We went out for a passeggiata, a walk, along the main street that soon becomes a little road out into the countryside. We talked about our lives in the two years since seeing each other last, we talked about the plants we saw along the way, we talked about the Via Francigena.
At one point, Tosca pointed to a large villa on top of one of the nearby hills. "Do you know who is spending the month in that villa? Just guess." Of course I had no way of guessing, but she had a way of knowing, because Riccardo does the landscaping for the villa. "You won't believe it. Umberto Eco and Renzo Piano," with a pause for effect.

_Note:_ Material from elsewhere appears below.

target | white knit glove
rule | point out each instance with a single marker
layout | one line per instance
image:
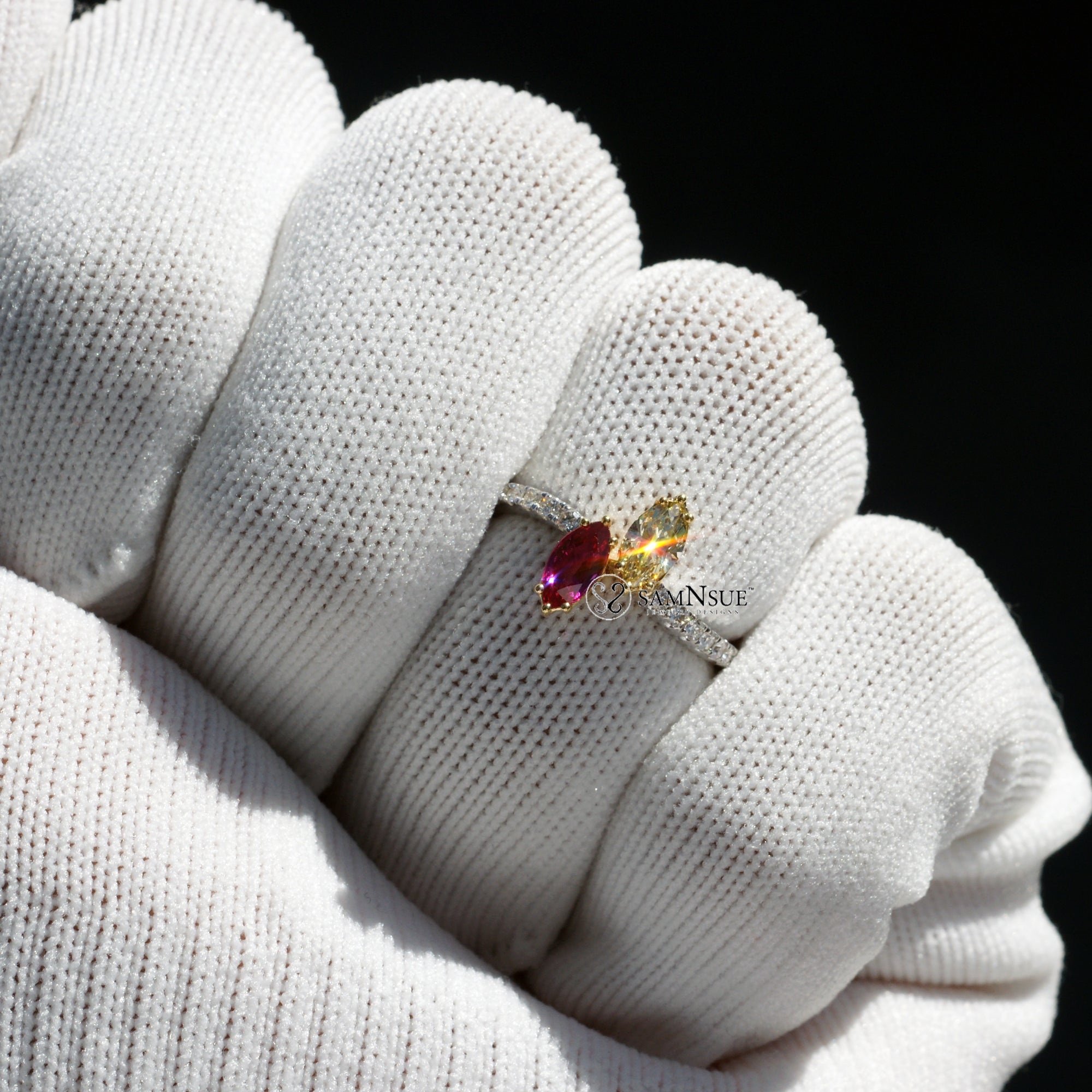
(262, 384)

Well, I confess that though I may have heard the name Renzo Piano, I didn't know who he was (a world renowned architect). But Umberto Eco!--just before the trip I had been listening to an interview with him on his career, semiotics, and what he thought about computers. It was rather strange and amazing to think that Umberto Eco was staying up there on that hill not so very far away, and could have been looking down in our direction while sitting outside on this beautiful Sunday afternoon, for all we knew.
Besides looking up to high places, we also looked down the road at one point to see a group of pellegrini, college-aged pilgrims, with backpacks and an occasional walking stick, making their way toward us. One of them asked how far it was to Monteriggioni. Tosca's answer brought a tired sigh and an inquiry of whether they might be able to spend the night in Strove. They were from a church in northern Italy and were walking a long way, all the way to Rome. Tosca told them the town had a space for pilgrims and how to find it and who to speak with, and they went on their way.

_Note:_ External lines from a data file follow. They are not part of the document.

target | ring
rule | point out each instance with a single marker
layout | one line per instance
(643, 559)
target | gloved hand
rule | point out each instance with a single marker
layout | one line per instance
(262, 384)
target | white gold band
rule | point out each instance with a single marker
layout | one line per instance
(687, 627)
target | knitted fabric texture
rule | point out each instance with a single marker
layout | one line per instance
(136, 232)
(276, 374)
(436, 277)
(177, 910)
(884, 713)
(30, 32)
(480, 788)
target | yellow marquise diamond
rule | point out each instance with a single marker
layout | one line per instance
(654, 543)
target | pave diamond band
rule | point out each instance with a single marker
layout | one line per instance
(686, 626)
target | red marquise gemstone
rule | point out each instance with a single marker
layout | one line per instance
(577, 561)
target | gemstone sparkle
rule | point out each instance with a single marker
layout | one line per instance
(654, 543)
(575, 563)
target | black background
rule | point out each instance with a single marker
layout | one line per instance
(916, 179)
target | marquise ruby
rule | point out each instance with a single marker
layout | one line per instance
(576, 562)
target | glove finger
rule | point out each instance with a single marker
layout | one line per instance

We also met a Churchill-looking bulldog out for a walk with his person. He was very sweet and surprised me by jumping up to greet me. As huge and heavy as he was, I didn't expect he would be able to jump.
After a while, we headed back into town ourselves and ended our little pilgrimage at her house. We spent the rest of the evening going over the part of her book that I had translated, and having supper and visiting out on their sweet balcony. Paolo had informed me earlier that theirs is the only house in Strove that has a balcony, so it has become a very photographed site and is probably seen all over the world when tourists go home and show their pictures!
So, here are a couple of photos of the balcony from inside the house--not the views most tourists get, I don't imagine.
Tosca insisted on preparing supper by herself, giving me time to sit out on the balcony and wonder at the beauty of the evening and the strangeness of airplane travel. A week and a day earlier I had been in hot, humid Memphis with its car traffic and FedEx airplane noise, with the frustration of trying to find an office to rent for my practice, still unpacking boxes from our move.
And here I was, surrounded by roses, petunias, and begonias on this terrace in a tiny town in Tuscany, itself surrounded by sculpted hills as far as the eye could see without a tall building in sight, Umberto Eco up on the hill to my left, the only sounds those of a small village--the voices of the family eating dinner below me, the clink of silverware, Tosca's voice occasionally calling out to assure me she wouldn't be long, and the cooing of the doves on the roof of the house across the street. Peace settled over me, and gratefulness--for beauty, for friendship--welled up inside me.
It was a lovely evening, a year ago last week!